Nous nous approchons de la justice, mais nous n'y sommes pas encore. Ce qui semble le plus important pour le gouvernement et les policiers dans cette histoire, c'est l'apparence de justice. Rien à voir avec le procès de Laurent Raymond, qui a plaidé coupable, qui s'est excusé aux familles.

Les policiers s'excusent rarement.

En 2005, l'avocat Jean-Claude Hébert a écrit un texte fort instructif dans la revue du Barreau, il parle de la vérité. Il dit que les tribunaux ont du mal à rendre justice. Pour mille raisons, mais surtout à cause des procédures. «La procéduralisation de la vérité favorise la tyrannie de l'apparence de justice.»

Il ajoute : «La vérité n'est que le résultat des questions qui sont posées.»

Encore plus quand le juge a devant lui deux versions qui s'opposent et aucune preuve irréfutable pour déterminer qui dit la vérité.
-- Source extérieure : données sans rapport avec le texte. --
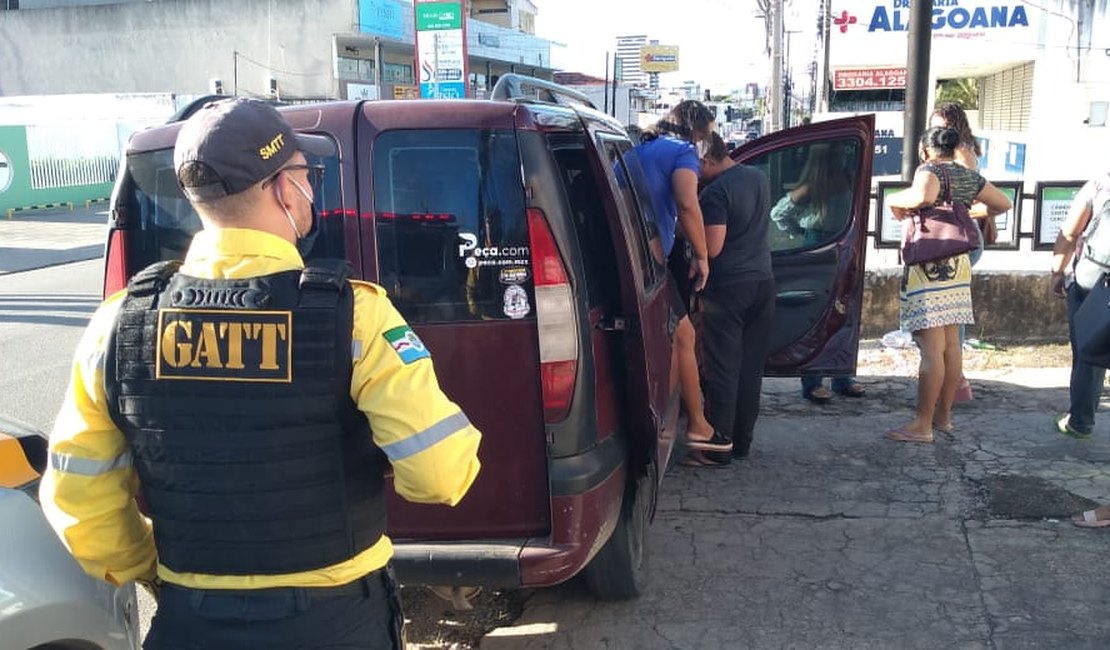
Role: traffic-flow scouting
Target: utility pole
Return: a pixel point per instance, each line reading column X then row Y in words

Ce sera le cas lors du procès de Simon Beaulieu. «Un moment donné, il lui faut choisir qui croire», écrivait Me Hébert.

Justice ne sera peut-être pas rendue, il faudra peut-être se contenter de son apparence. C'est un début.

Drôle de hasard, jeudi, en sortant pour dîner, je suis arrivée dans la rue Saint-Joseph juste au moment où deux policières à vélo collaient une contravention de 42 $ à un cycliste qui circulait en sens inverse. La même infraction commise par Guy Blouin un an plus tôt, à même pas 30 mètres de là.

Les policières sont restées là un bout de temps, elles ont intercepté un autre cycliste qui empruntait la rue à contresens.

On ne badine pas avec la conduite dangereuse.